A caption to a photograph illustrating Bowen’s article tells BBC audiences that “Israel shifted to the right after Rabin, with the election of Benjamin Netanyahu” but the article fails to clarify that at the election after that, Israel elected the Labour party’s Ehud Barak as prime minister after he ran on a manifesto which included withdrawal of Israeli forces from Lebanon and negotiations with the Palestinians or that a decade after Rabin’s death, Israel under Ariel Sharon disengaged from the Gaza Strip.
Regarding the 1996 general election, Bowen speculates:
“But when Israel woke, the final votes had given victory to Mr Netanyahu and the right. Yitzhak Rabin would most likely have beaten Mr Netanyahu. The future would have been different.”
David Horovitz points out that:
“…Netanyahu was carried to victory, by a nailbiting 29,457 votes, by those very same waves of terrorism — specifically four suicide bombings in February and March 1996 that persuaded a narrow majority of Israelis, however much they mourned for Rabin and for a country that could produce his killer, that the Oslo path, the Arafat path, was a bloody disaster.”

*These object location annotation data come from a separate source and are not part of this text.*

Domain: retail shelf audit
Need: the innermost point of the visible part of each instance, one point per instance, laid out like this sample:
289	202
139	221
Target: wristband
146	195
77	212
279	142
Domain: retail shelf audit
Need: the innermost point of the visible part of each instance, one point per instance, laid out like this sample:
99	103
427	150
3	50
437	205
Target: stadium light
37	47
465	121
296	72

However, the obviously very relevant topic of Palestinian terrorism – which killed more Israelis after the Oslo Accords were signed than in the years prior to the agreement – only gets a walk-on part in Bowen’s overall portrayal.

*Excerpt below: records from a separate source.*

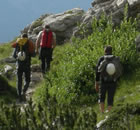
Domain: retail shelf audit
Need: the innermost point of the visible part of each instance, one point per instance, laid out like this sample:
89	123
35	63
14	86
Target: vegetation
67	99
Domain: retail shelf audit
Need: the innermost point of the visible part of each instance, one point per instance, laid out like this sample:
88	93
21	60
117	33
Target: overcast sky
16	14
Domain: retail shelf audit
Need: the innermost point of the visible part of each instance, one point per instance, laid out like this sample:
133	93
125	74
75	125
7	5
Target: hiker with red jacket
46	41
24	50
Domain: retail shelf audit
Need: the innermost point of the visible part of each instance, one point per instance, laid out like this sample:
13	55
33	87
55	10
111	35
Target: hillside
66	98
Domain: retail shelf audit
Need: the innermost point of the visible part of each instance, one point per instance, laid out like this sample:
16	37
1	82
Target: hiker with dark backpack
46	41
24	50
108	72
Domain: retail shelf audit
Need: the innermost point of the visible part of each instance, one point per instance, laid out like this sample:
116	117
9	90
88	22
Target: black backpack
110	60
24	49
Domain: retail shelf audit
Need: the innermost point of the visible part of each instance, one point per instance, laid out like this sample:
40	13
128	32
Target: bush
40	117
73	71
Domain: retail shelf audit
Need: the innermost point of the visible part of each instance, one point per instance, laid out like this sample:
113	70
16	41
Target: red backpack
46	39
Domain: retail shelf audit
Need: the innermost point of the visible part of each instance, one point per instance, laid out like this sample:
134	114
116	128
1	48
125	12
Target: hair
108	50
24	35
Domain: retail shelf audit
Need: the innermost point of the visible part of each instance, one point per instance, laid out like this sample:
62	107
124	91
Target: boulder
65	24
62	24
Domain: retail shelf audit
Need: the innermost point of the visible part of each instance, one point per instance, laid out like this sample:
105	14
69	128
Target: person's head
47	28
24	35
108	50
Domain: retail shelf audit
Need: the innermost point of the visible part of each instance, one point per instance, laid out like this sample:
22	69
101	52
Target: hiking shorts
107	89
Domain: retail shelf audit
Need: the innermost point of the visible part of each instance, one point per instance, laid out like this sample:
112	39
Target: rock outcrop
62	24
65	24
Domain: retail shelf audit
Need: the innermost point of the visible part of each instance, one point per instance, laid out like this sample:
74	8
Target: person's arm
38	41
97	79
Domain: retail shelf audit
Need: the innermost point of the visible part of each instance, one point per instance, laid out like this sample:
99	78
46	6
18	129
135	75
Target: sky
17	14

“Among the Palestinians, militants in Hamas had already started a suicide bomb campaign. They would have nothing to do with Oslo, saying it was surrender and that there could be no territorial compromise with an Israeli state they believed should not exist. […]

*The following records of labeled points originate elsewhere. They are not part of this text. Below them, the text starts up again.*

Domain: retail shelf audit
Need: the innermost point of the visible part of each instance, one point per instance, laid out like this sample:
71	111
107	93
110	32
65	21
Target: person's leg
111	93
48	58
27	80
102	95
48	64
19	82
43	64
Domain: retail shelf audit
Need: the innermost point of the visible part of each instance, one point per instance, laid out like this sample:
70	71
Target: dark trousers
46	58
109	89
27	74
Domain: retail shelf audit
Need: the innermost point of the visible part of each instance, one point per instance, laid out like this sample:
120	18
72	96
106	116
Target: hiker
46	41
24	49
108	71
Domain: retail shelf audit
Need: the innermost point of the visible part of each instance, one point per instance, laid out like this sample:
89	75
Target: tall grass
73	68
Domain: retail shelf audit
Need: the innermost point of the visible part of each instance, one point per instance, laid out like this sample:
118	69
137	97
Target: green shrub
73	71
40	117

Shimon Peres was sworn in as prime minister after the assassination. Instead of calling a snap election to capitalise on a surge in the polls he decided to see out the government’s term. A succession of blunders followed, and so did an intensification of the Hamas suicide bombings.”
Hamas was not of course the only terrorist organization carrying out terror attacks during that period but Bowen erases the acts of terror perpetrated by other groups and – more crucially – those carried out by terrorists affiliated with Arafat’s Fatah party. Thus he avoids the issue of Arafat’s failure to tackle terrorism from within his own ranks as well as by other groups and –strikingly – entirely erases the Palestinian Authority initiated second Intifada from his account of how ‘peace died’.
Bowen also claims that:
“Rabin himself had not stated publicly that he supported the idea of a Palestinian state, though his closest aides said after his death that he knew it would be part of a final settlement.”
Over at the Tablet, Yair Rosenberg reminds us that Rabin’s vision – as presented to the Knesset a month before his death – was distinctly at odds with Bowen’s speculations.
Bowen’s take-away message to BBC audiences is abundantly clear: peace and hope died together with Rabin because the Israeli right killed both. In order to get that political message across, Bowen has to erase from view the agreements signed between Israel and the PLO after November 1995, the second Intifada, the Gaza disengagement and the peace offers made by Barak in 2000 and Olmert in 2008.
Predictably, Bowen’s distorted presentation of this topic patronizingly affords no agency or responsibility to the Palestinian side whilst firmly placing the onus of blame for the failure of negotiations to deliver at one door only.
Readers familiar with the identical messaging appearing in day-to-day BBC coverage of the Arab-Israeli conflict in general and the peace process in particular will at least have gained some insight into that messaging’s roots in this article.